All these functions require, require_once, include and include_once are used to include the files in the php page but there is slight difference between these functions.

Difference between require, require_once, include, include_once
Difference between require and include is that if the file you want to include is not found then include function give you warning and executes the remaining code in of php page where you write the include function. While require gives you fatal error if the file you want to include is not found and the remaining code of the php page will not execute.

If you have many functions in the php page then you may use require_once or include_once. There functions only includes the file only once in the php page. If you use include or require then may be you accidentally add two times include file so it is good to use require_once or include_once which will include your file only once in php page. Difference between require_once and include_onceis same as the difference between require and include.

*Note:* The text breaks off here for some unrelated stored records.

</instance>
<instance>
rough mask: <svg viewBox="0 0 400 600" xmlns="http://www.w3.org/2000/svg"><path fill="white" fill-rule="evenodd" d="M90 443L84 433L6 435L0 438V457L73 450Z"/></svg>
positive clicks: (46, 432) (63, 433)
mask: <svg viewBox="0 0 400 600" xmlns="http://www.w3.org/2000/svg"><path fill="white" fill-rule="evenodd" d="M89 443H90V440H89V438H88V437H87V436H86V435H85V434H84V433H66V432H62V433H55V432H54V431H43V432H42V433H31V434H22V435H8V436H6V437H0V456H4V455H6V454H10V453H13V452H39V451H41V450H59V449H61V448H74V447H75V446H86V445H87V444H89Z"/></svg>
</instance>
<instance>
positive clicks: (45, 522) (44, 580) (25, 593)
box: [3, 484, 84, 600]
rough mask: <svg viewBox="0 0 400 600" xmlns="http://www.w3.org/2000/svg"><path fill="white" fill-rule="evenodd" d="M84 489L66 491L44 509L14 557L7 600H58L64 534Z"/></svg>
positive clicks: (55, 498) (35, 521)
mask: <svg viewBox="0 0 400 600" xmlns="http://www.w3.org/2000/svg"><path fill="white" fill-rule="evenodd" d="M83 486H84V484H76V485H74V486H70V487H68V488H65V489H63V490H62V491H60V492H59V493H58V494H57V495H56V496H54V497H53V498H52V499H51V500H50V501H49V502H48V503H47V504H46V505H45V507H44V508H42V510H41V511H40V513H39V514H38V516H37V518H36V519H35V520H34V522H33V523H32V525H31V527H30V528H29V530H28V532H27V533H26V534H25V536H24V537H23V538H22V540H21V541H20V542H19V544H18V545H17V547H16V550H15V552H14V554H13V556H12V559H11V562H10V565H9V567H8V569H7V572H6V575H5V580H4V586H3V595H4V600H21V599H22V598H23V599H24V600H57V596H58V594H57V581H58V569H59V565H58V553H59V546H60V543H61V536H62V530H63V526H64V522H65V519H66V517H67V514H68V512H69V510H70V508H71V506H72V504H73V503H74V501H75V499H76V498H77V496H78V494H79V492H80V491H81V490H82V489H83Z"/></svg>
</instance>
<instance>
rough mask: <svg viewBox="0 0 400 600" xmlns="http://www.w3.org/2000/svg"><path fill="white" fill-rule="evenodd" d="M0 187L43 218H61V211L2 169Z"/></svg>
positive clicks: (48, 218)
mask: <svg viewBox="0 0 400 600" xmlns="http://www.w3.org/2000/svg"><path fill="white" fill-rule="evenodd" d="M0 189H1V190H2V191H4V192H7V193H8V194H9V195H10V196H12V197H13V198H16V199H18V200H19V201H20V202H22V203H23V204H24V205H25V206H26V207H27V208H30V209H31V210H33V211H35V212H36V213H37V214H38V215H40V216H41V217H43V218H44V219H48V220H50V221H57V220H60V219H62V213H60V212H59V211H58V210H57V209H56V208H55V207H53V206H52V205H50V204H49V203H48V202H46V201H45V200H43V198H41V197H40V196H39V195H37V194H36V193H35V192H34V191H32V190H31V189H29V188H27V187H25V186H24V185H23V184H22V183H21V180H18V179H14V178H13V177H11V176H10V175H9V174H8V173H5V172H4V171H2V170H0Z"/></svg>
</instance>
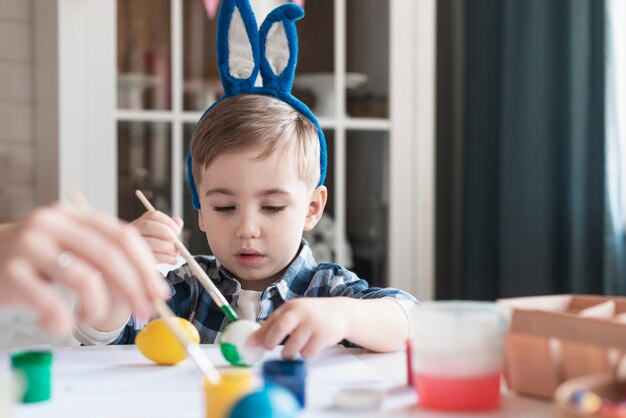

Different types of errors in PHP

Here are three basic types of runtime errors in PHP:

1. Notices: These are trivial, non-critical errors that PHP encounters while executing a script – for example, accessing a variable that has not yet been defined. By default, such errors are not displayed to the user at all – although you can change this default behavior.

2. Warnings: These are more serious errors – for example, attempting to include() a file which does not exist. By default, these errors are displayed to the user, but they do not result in script termination.

3. Fatal errors: These are critical errors – for example, instantiating an object of a non-existent class, or calling a non-existent function. These errors cause the immediate termination of the script, and PHP’s default behavior is to display them to the user when they take place.